El tenista alemán fue superior durante gran parte del encuentro y supo controlar la intensidad de Shelton, que terminó pagando el desgaste acumulado a lo largo de una exigente quincena. Con un juego sólido y dominante, Zverev logró cerrar una final que tuvo momentos de tensión, pero que finalmente quedó bajo su control.
El título representa el segundo Grand Slam de su carrera, ambos obtenidos durante esta temporada. El alemán también se consagró en Roland Garros, aunque aquella definición ante el italiano Flavio Cobolli tuvo un desarrollo mucho más cambiante.
La consagración en Nueva York también ratifica el gran momento de Zverev, que volvió a sacar provecho de las ausencias y tropiezos de algunos de los principales candidatos. El italiano Jannik Sinner no participó del torneo, mientras que el español Carlos Alcaraz quedó eliminado en los cuartos de final. De esta manera, el alemán se afianza como uno de los grandes protagonistas del circuito y mantiene viva su ilusión de alcanzar el número uno del mundo.

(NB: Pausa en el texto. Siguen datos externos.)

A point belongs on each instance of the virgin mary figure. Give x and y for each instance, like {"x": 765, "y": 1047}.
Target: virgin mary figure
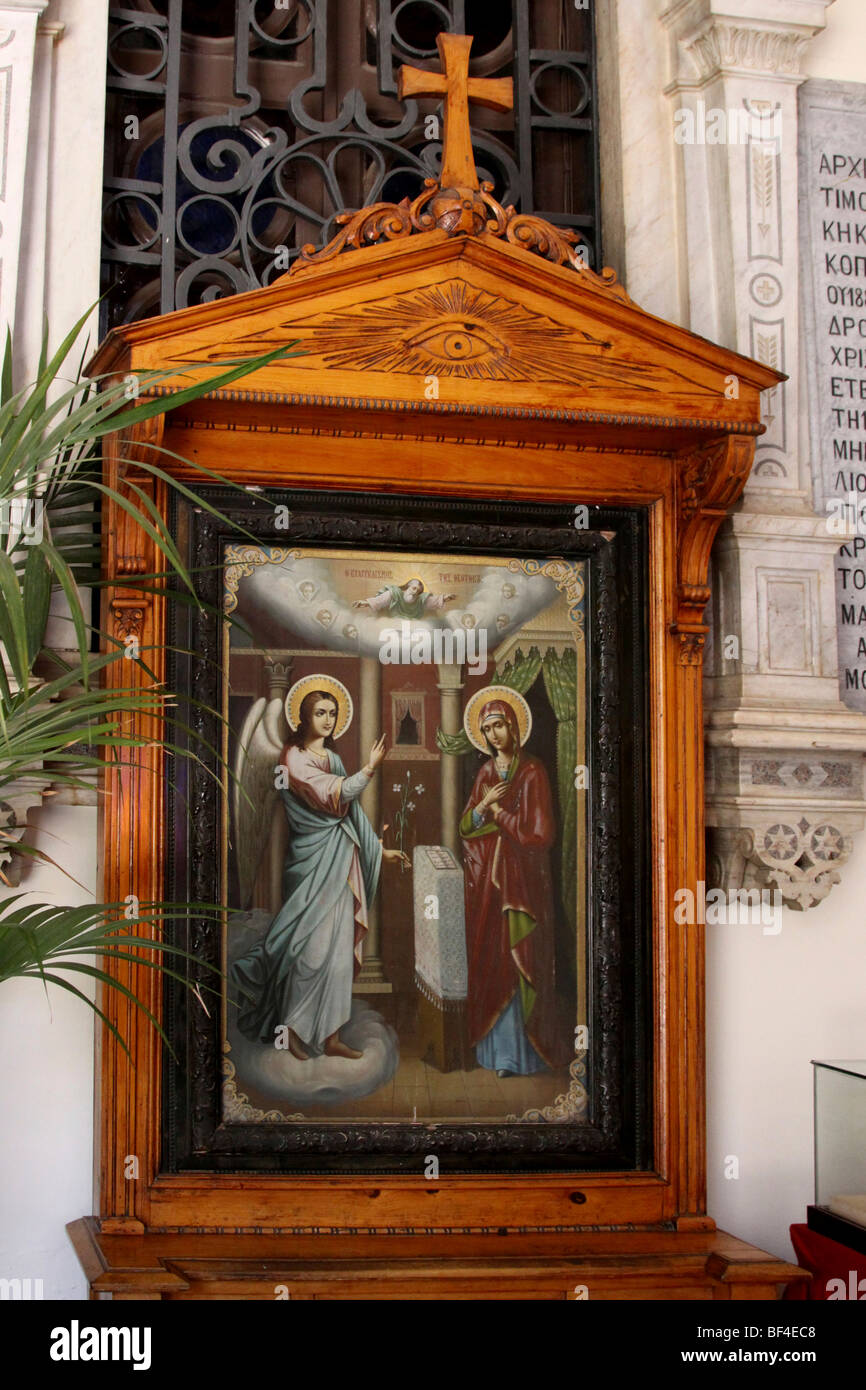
{"x": 508, "y": 830}
{"x": 299, "y": 975}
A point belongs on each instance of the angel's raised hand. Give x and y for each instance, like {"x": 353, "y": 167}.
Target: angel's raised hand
{"x": 377, "y": 754}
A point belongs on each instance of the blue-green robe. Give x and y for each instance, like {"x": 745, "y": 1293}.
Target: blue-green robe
{"x": 300, "y": 972}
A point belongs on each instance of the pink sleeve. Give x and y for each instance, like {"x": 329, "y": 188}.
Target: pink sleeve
{"x": 319, "y": 788}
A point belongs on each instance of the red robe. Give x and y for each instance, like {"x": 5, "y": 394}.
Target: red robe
{"x": 509, "y": 868}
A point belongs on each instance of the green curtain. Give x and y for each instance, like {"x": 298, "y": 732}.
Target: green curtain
{"x": 560, "y": 683}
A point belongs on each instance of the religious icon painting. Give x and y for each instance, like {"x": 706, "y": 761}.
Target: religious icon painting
{"x": 430, "y": 840}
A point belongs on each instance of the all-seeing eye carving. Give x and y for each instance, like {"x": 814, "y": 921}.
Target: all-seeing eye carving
{"x": 458, "y": 341}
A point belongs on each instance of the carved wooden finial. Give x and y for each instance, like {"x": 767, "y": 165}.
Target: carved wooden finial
{"x": 458, "y": 89}
{"x": 456, "y": 203}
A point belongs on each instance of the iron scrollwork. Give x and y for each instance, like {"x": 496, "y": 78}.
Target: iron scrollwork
{"x": 237, "y": 139}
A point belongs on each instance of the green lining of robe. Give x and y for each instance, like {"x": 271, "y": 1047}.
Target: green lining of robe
{"x": 520, "y": 926}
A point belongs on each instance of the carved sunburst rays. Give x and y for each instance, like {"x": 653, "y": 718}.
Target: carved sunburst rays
{"x": 459, "y": 331}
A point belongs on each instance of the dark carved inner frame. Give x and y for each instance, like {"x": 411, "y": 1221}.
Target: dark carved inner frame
{"x": 619, "y": 1075}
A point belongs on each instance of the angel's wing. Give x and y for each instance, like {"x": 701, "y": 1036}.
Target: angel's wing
{"x": 255, "y": 791}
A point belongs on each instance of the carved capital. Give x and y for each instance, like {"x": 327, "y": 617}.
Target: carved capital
{"x": 770, "y": 41}
{"x": 128, "y": 617}
{"x": 798, "y": 858}
{"x": 708, "y": 481}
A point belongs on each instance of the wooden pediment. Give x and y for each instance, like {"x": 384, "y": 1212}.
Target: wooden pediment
{"x": 456, "y": 323}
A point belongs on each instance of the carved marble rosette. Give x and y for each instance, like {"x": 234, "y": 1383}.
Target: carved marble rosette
{"x": 784, "y": 756}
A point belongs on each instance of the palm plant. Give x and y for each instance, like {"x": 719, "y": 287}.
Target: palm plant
{"x": 57, "y": 722}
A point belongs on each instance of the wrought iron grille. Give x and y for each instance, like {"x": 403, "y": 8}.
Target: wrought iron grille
{"x": 237, "y": 129}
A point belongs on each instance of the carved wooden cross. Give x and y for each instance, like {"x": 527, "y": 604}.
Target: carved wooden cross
{"x": 458, "y": 89}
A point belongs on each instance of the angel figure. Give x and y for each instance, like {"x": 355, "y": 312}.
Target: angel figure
{"x": 299, "y": 975}
{"x": 407, "y": 599}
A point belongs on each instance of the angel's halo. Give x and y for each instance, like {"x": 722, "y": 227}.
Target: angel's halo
{"x": 332, "y": 687}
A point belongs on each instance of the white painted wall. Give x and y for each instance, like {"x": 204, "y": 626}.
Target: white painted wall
{"x": 777, "y": 1002}
{"x": 46, "y": 1077}
{"x": 840, "y": 52}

Una muestra de su concentración durante la final quedó reflejada en la celebración del último punto. Zverev estaba tan enfocado en el partido que, tras ganar el punto decisivo, permaneció expectante esperando el saque de Shelton sin advertir inmediatamente que acababa de consagrarse campeón.
Con 9690 puntos en el ranking ATP en vivo, el alemán quedó a menos de 2000 unidades de la cima. En un 2026 en el que además alcanzó otra final de Grand Slam, Zverev volvió a alimentar el objetivo que persigue desde hace tiempo: convertirse en el mejor tenista del planeta.
El triunfo, además, dejó una curiosa estadística que vuelve a poner en valor la figura de Juan Martín Del Potro. Con la victoria de Zverev, 88 de los últimos 89 campeones de Grand Slam fueron europeos. La única excepción en ese período fue justamente la Torre de Tandil, quien levantó el trofeo del US Open en 2009.